Typische Nutzungsfelder und Produkte
- Schlafprodukte: Matratzen, Topper, Nackenkissen, Lagerungskissen
- Möbelindustrie: Ergonomische Sitzpolster, Relax-Sessel
- Gesundheitswesen: Anti-Dekubitus-Matratzen, Rollstuhlkissen, Prothesenpolster
- Fahrzeugbau: Komfortsteigernde Autositze, Motorradsitze
- Sport & Freizeit: Helmpolster, Protektoren, Schuh-Innensohlen
Aktuelle Entwicklungen
Viscoschaum unterliegt derzeit einer bemerkenswerten Entwicklung: Nach einem langjährigen Hype um Schlafprodukte mit Memory-Effekt haben diese in jüngerer Zeit stark an Relevanz verloren. Viele Menschen entscheiden sich aus eigener Erfahrung heraus eher wieder für Matratzen und Kissen aus reaktionsschnelleren Materialien. Auch neue Entwicklungen in der Matratzenbranche bewirken ein Umdenken.
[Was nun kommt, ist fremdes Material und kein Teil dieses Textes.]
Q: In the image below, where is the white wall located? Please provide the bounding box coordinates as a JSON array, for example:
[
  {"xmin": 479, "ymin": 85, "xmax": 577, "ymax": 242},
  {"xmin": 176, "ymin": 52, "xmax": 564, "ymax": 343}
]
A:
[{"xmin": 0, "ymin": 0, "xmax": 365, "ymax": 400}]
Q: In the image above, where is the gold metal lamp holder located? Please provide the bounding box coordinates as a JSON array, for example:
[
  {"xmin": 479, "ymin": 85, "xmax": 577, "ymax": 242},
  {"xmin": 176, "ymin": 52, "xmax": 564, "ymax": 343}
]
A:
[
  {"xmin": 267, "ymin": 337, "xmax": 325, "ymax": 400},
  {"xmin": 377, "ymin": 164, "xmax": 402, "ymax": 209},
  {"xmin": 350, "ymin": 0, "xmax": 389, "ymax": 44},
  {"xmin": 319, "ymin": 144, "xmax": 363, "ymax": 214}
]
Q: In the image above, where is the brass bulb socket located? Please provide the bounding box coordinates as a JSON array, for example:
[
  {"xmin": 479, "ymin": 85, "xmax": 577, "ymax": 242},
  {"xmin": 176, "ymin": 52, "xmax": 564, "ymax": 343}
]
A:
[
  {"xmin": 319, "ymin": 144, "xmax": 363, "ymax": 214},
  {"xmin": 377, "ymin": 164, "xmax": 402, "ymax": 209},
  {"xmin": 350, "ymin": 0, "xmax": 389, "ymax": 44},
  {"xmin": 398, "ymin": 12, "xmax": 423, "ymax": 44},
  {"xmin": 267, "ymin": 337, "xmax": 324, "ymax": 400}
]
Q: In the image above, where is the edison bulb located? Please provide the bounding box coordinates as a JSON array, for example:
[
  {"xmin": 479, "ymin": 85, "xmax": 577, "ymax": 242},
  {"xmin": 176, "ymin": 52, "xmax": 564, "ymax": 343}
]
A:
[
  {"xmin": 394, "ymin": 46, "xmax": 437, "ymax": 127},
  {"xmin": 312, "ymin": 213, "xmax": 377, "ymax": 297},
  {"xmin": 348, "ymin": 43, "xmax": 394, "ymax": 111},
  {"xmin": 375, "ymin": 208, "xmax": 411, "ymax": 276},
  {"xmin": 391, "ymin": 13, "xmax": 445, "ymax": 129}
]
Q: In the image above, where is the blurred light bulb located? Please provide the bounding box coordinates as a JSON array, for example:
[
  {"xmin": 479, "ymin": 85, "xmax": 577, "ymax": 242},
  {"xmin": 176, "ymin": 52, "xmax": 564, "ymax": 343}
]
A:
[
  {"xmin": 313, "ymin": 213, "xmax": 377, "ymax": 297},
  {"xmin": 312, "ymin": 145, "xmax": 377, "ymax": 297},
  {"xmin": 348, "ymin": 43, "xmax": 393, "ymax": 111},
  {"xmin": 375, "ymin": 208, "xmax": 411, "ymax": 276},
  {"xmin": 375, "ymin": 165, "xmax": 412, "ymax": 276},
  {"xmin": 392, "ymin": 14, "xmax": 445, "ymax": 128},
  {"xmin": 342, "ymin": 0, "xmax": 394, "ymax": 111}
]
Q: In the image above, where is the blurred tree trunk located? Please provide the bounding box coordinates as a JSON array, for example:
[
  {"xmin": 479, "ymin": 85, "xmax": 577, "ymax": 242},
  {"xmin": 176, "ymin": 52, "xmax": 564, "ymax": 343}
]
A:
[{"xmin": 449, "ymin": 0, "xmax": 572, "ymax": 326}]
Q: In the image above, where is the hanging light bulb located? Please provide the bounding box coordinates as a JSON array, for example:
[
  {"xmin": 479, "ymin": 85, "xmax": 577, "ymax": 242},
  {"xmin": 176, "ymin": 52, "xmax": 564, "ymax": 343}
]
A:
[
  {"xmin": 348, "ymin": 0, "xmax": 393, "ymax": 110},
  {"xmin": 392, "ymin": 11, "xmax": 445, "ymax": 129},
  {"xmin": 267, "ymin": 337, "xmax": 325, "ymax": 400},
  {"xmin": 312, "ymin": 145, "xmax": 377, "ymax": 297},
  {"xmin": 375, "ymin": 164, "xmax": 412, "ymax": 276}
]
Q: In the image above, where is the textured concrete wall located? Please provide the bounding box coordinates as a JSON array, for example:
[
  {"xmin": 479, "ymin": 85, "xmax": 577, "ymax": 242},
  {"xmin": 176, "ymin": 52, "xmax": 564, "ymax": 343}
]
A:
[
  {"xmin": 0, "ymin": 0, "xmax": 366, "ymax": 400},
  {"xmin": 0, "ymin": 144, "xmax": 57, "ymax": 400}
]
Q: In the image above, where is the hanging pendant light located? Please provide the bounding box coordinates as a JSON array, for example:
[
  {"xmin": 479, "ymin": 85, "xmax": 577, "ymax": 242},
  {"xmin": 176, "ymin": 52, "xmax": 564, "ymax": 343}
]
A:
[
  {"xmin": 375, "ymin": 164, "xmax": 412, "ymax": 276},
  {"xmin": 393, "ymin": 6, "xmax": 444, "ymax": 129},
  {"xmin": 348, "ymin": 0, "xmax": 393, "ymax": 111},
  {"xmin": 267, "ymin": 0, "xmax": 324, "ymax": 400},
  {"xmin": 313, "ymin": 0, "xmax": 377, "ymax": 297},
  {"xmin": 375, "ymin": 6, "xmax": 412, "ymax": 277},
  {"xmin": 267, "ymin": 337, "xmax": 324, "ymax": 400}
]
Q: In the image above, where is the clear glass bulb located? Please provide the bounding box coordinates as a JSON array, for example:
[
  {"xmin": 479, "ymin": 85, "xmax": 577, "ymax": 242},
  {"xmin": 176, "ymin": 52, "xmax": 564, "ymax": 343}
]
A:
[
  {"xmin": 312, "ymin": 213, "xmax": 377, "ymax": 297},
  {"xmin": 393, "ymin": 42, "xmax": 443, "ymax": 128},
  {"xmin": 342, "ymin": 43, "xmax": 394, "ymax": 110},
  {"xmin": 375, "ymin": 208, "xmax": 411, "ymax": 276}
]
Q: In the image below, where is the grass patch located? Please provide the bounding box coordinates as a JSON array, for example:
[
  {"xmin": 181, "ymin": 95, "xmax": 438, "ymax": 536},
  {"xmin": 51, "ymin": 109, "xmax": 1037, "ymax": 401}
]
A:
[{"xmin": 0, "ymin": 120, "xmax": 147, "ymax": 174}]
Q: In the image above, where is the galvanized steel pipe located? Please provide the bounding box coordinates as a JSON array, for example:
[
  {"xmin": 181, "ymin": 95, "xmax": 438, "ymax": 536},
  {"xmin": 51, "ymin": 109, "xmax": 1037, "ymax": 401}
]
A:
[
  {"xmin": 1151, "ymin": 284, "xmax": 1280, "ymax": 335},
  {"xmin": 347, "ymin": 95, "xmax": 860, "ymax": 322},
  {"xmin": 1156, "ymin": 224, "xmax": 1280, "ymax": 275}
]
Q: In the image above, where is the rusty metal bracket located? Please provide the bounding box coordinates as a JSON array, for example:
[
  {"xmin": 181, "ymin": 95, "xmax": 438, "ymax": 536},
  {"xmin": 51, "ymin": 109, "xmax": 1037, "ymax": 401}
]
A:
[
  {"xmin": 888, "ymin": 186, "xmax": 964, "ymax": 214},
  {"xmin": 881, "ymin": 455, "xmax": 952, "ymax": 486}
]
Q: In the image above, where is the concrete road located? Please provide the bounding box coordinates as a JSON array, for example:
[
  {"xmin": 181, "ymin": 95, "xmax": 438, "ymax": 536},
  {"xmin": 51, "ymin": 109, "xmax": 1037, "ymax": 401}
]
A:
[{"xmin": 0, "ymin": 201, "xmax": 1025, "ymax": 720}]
Gründe für den Absatz-Rückgang bei Produkten aus Viscoschaum / Memoryschaum
- Bewegungsträgheit: langsame Rückverformung, „Hängematten-Gefühl“
- Teils ungeeignet für kühle Schlafzimmer, fühlt sich dort anfangs hart an
- Wärmestau: wenig atmungsaktiv, oft als schweißtreibend empfunden
- Imagewandel: statt Hightech-Narrativ („NASA-Schaum“) ist nun Nachhaltigkeit gefragt
- Im Trend: vielseitig nutzbare, alltagstaugliche Allround-Matratzen
- Moderne Alternativen sind luftdurchlässiger, dynamischer, leichter, temperaturunabhängig
Viscoschaum ist nicht vollständig vom Markt verschwunden: Für Spezialanwendungen wie Lagerungskissen, Topper oder orthopädische Produkte wird er nach wie vor gezielt eingesetzt. Bei Matratzen findet man Viscoschaum mittlerweile meist als dünne, nachgiebige Deckschicht einer stützenden Basis aus atmungsaktiverem Taschenfederkern oder Kaltschaum.
FAQ
Viscoschaum passt sich durch Körperwärme an und reduziert Druckpunkte, während sich Kaltschaum schneller anpasst und atmungsaktiver ist.
Das hängt vom Einzelfall ab. Durch seine gute Druckverteilung kann Viscoschaum die Wirbelsäule entlasten, doch manche Personen empfinden seine träge Rückverformung als störend.
In der Regel ja – hochwertige, zertifizierte Schäume sind milbenresistent und emissionsarm.
In ersten Ansätzen ja, z. B. durch den Zusatz biobasierter Bestandteile oder emissionsarme, strenger kontrollierte Produktion.
Nein, nicht wirklich. Durch die langsame Rückverformung des Materials wirkt es nur so, als hätte es eine Art Gedächtnis für die Körperkonturen.